It’s a faux fur fake-out.
Two online retailers, Boohoo and Zacharia Jewellers, have been called out in separate rulings for promoting pompom sweaters and headbands featuring fake fur — when in fact it was real, likely rabbit.
“Consumers should be able to trust the ads they see and hear — and they certainly shouldn’t be misled into buying a faux fur product in good conscience only for it to turn out to be from a real animal,” Miles Lockwood, the UK’s Advertising Standards Authority’s director of complaints, told The Guardian. “That’s not just misleading; it can also be deeply upsetting.”

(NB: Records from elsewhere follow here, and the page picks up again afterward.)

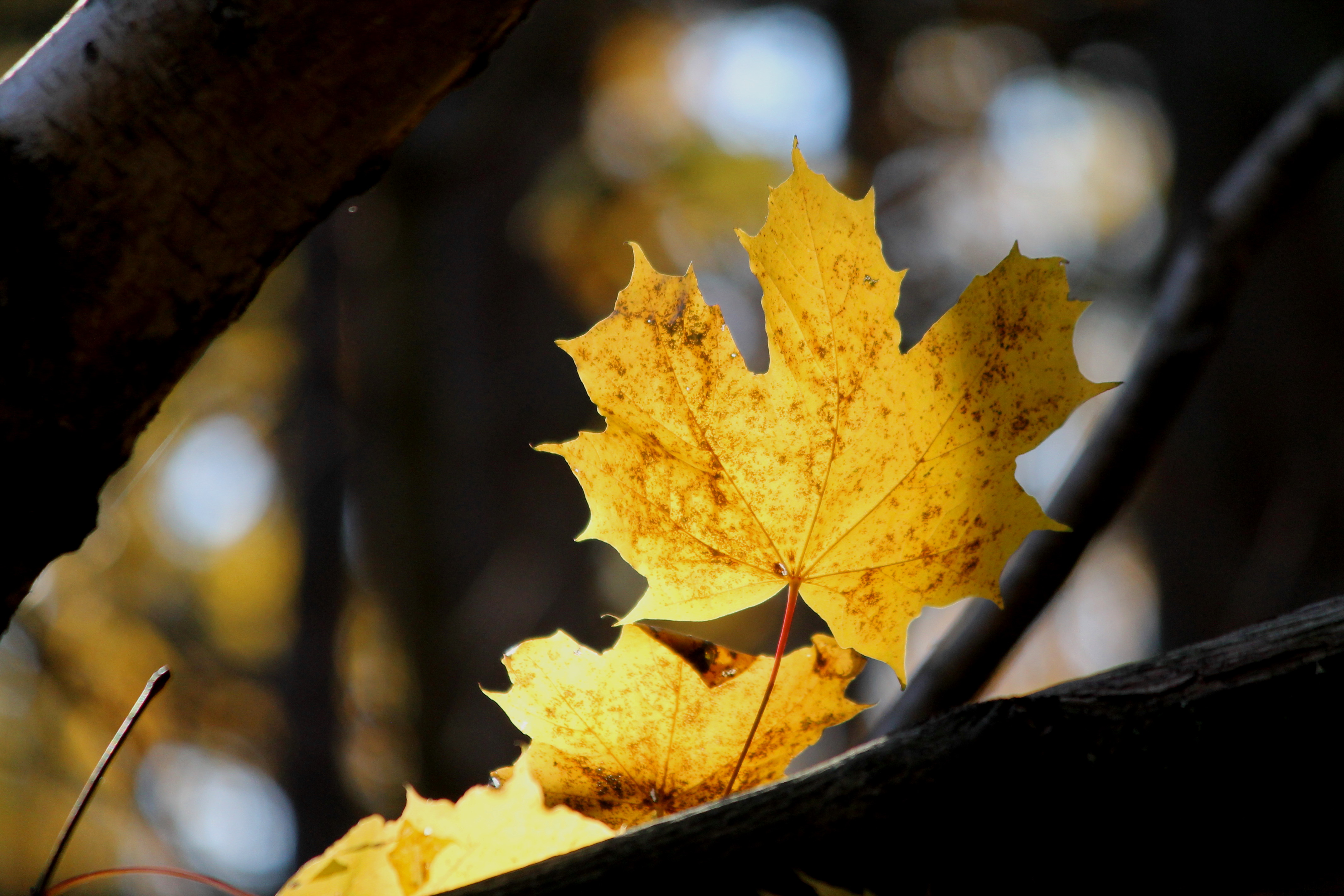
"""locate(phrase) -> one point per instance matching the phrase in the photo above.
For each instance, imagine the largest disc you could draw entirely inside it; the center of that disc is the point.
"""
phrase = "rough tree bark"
(158, 159)
(1210, 769)
(1195, 303)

Real fur products being advertised as fake is a widespread issue in the UK that animal activist group the Humane Society International has been cracking down on. It spotted the mislabeled fluffballs in September and sent samples out for lab testing, which confirmed they were far from fake.
Both Boohoo and Zacharia have since ceased sale of the fur products — a sweater and a headband, respectively.
“We have a strong commitment against the sale of real fur in any of our products. We have robust policies and procedures in place to ensure that we are able to adhere to this,” Boohoo reps said in a statement. “Following the inquiry by HSI the item has been removed from sale. We continue to investigate the matter internally and with the supplier in question, as a matter of priority.”
Zacharia, meanwhile, blamed its Chinese manufacturer for the mix-up and pulled its listing from Amazon.
“It’s completely unacceptable that compassionate consumers setting out to buy fake fur are being misled into buying animal fur,” Claire Bass, executive director of Humane Society International, tells the BBC. “These two examples are the latest in a long list of ‘fake faux fur’ items we’ve found for sale, so we hope that the ASA’s rulings will send a strong message to the industry and make retailers work harder to give consumers confidence in avoiding cruel animal fur.”